(Excerpts from a sermon by Rev. R. Leigh Spruill, St. George’s Episcopal Church, July 10, 2011: Taking the Plow to the Beaten Path)
“Jesus uses parables to describe God’s character and what the kingdom of God is like. Often, we end up scratching our heads as to the meaning. Perhaps that is by design to lead us into a deeper reflection and engagement, so that the word of the Lord becomes alive as an active and creative agent working on us.”
In Matthew 13:18-23 (ESV), Jesus explains the parable of the Sower where some seed is sown on the path and the birds come and gobble it up. Rev. Spruill asks us, “Why don’t we find more fertile ground in our own lives?” We are a frustrating blend of the good and the bad.
A “path” is a well-traveled route where daily traffic back and forth wears down the ground into hard-packed earth, where no grass will grow, like the path our dogs have worn in the backyard. We can look at this hardened earth where nothing grows as the entrenched behavior and thinking in our own lives, the paths we travel down day after day.
Rev. Spruill asks, “If we define doing the same thing over and over again and expecting a different result as INSANITY, what is it when we do the same thing over and over again, knowing that we won’t get a different result? The answer is “SIN.”
We all have these sins in our lives, the well-worn, entrenched patterns that we won’t give up:
1. We are wounded or hurt by someone and we refuse to forgive. After all, they don’t deserve it. Doesn’t Satan love that kind of thinking?
“And the birds gobbled up the seed.”
2. We are a busy and successful person with “busyness” as a firmly fixed behavior. “Is that who you are?”
“And the birds gobbled up the seed.”
3. In marriage, do we argue time and time again over the same things: finances, how to raise the children and avoiding intimacy?
“And the birds gobbled up the seed.”
The Christian faith is the overcoming of these entrenched behaviors.
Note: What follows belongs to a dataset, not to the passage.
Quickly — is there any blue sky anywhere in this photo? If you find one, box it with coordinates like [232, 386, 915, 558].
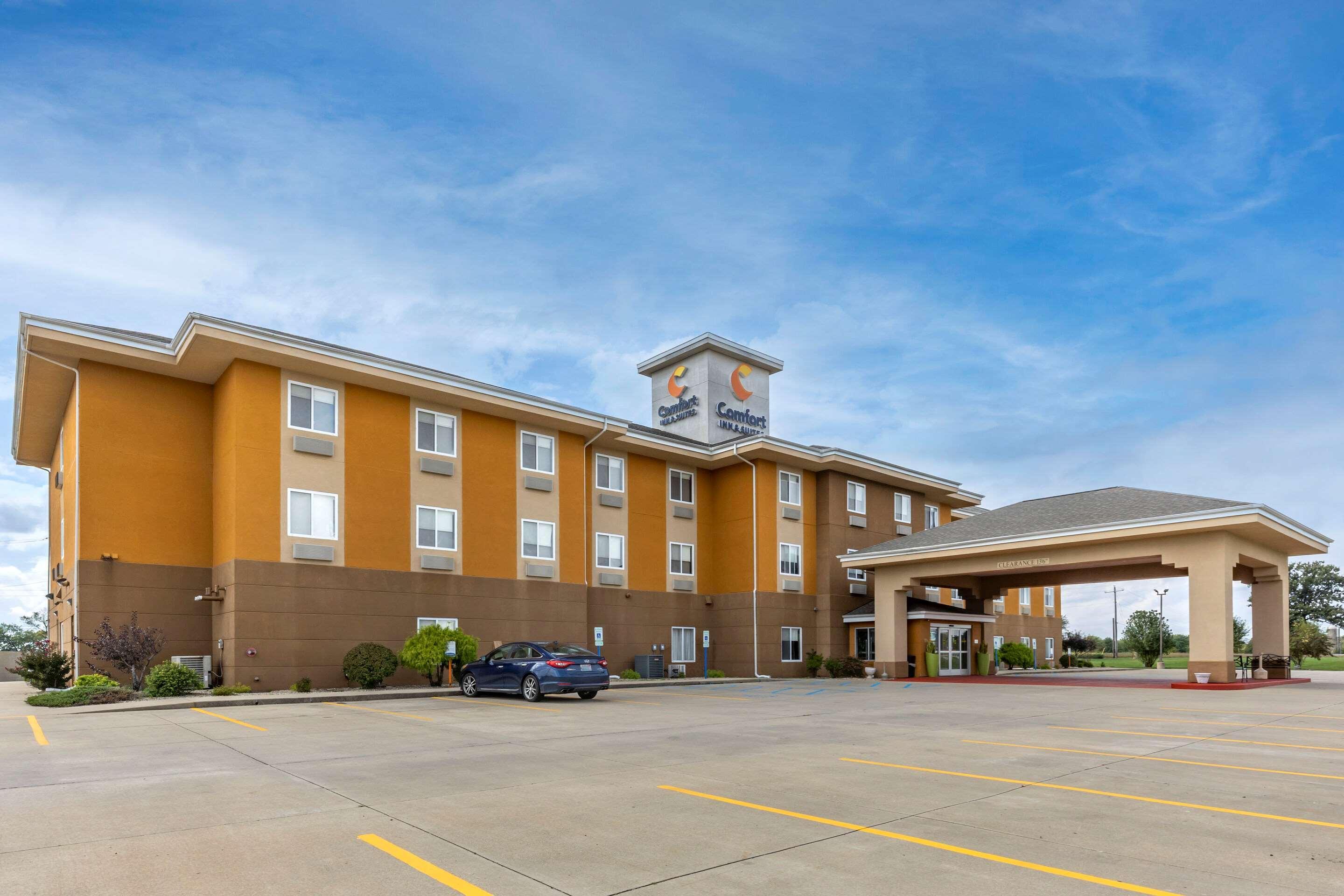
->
[0, 0, 1344, 633]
This is most obvious when overcoming addictions like alcohol, drugs, sex, and shopping. No one gets to recovery without getting to the absolute bottom and crying out, “I WANT OFF THIS PATH.” Even then, sometimes the addictions win.
Rev. Spruill challenges: “Where in your life is the path so beaten down that you would like to get off it today? What would have to happen for that dirt to be broken up, to be less hardened, so that the ground would receive the seed of the transforming love of Jesus Christ?”
It requires a hoe or a plow. That hoe and plow are known as “REPENTANCE.”
It is in this time of our weakness that we discover God’s strength.”